For the third time in five years, the Navy has reached an agreement with a firm to remove 2.7 million gallons of Vietnam War-era napalm at a Navy weapons storage facility near Fallbrook.
Palm Enterprises of Oxnard has been selected to handle the job of processing the volatile material so it can be safely removed from the Fallbrook Naval Weapons Station and salvaged.
Dick Rosencrants, a spokesman for the Defense Reutilization and Marketing Service in Battle Creek, Mich., said the firm was selected over three other companies that submitted bids ranging from $5,700 to $53,200. The final selection was made late Wednesday, he said.
Although Palm Enterprises' bid of $10,000 was far from the highest, the selection was not based entirely on "economic principles," Rosencrants said.
Other factors that went into the four-month evaluation process included the company's financial stability, technical capabilities, environmental background and expertise in handling such materials, he said.
In part, military officials favored the firm because it promised to have the napalm removed within two years, Rosencrants said.
The napalm--a flammable, sticky mix of gasoline, benzene and polystyrene--has been stored in 33,800 aluminum canisters at the weapons station since the mid-1970s.
In World War II and in Korea and Vietnam, napalm bombs were used primarily against enemy troop concentrations and fortified positions. The polystyrene, a plastic material, turned the gasoline in the bombs into a jelly-like substance that caused the burning mixture to stick to anything it hit.
On two previous occasions, firms selected to remove the napalm from the weapons station have failed to perform the task.
In January, 1982, Navy officials accepted a $182,000 bid from two trucking firms, but the companies backed out of the deal a year later, claiming that environmental restrictions made the salvage operation too costly.
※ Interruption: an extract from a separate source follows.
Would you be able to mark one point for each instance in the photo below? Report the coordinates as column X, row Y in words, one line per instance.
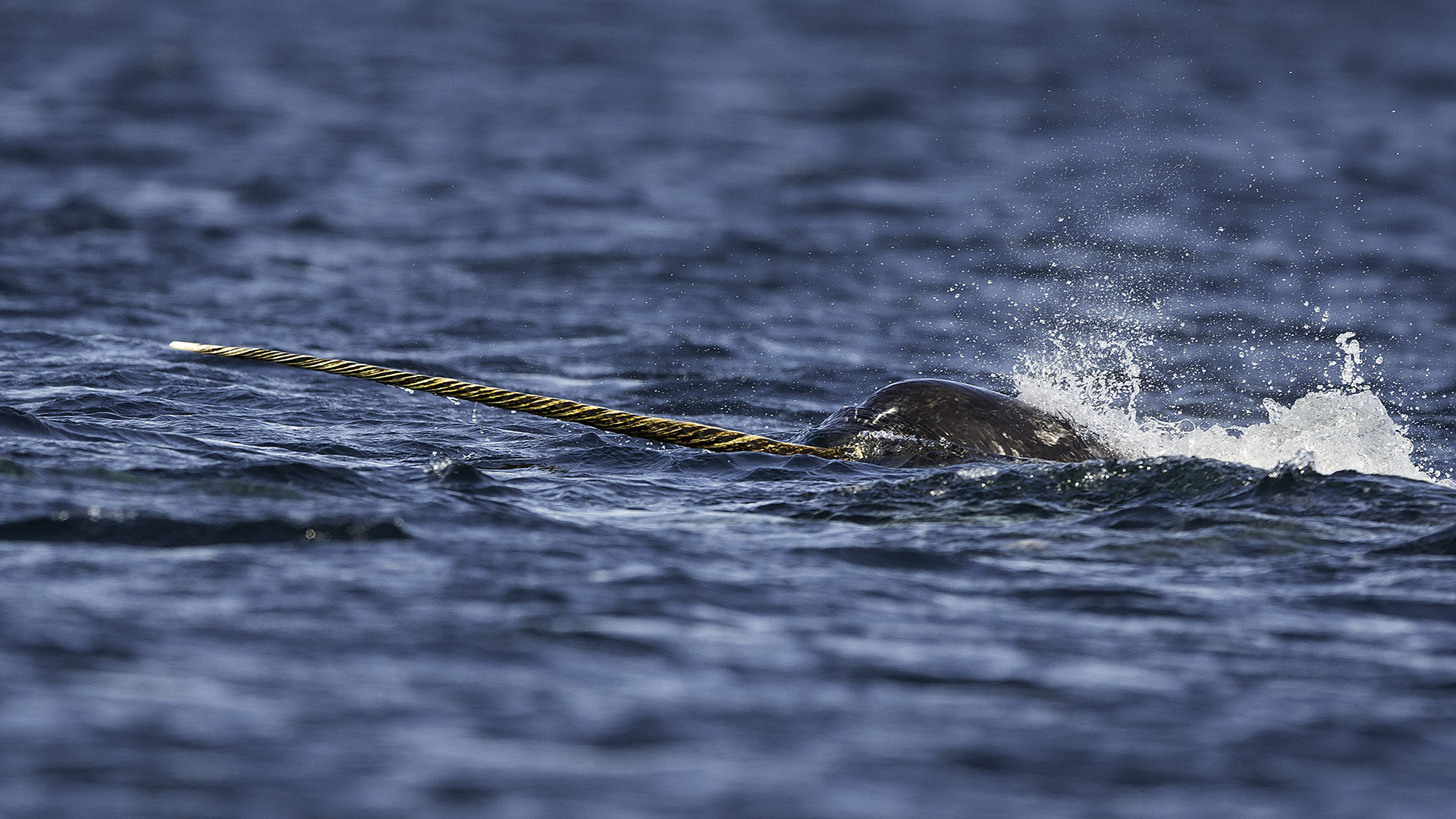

Bud's Oil Service of Phoenix agreed in November, 1983, to pay the Navy $380,000 for the right to salvage the napalm. The firm defaulted on its contract last year when it failed to begin work on time despite two extensions by the Navy.
Rosencrants explained that the lower bids this time around were due to the plunge in oil prices.
He said Palm Enterprises would be required to process the material at the weapons station, probably to remove the polystyrene so the volatile mix would be rendered safe for transportation. The firm plans to build an apparatus at the weapons station to separate the material, he said.
The remaining chemicals then will be repacked for shipment and final recycling at the firm's Oxnard processing plant, he said. Palm Enterprises will recover its costs for the processing and shipping operation by selling the gasoline and other chemicals removed. It is estimated that the firm could garner up to $2.5 million for the recycled materials, according to Pentagon officials.
Rosencrants said he did not have details of how Palm Enterprises planned to render the napalm safe for removal from the base. Calls to executives of the firm went unreturned.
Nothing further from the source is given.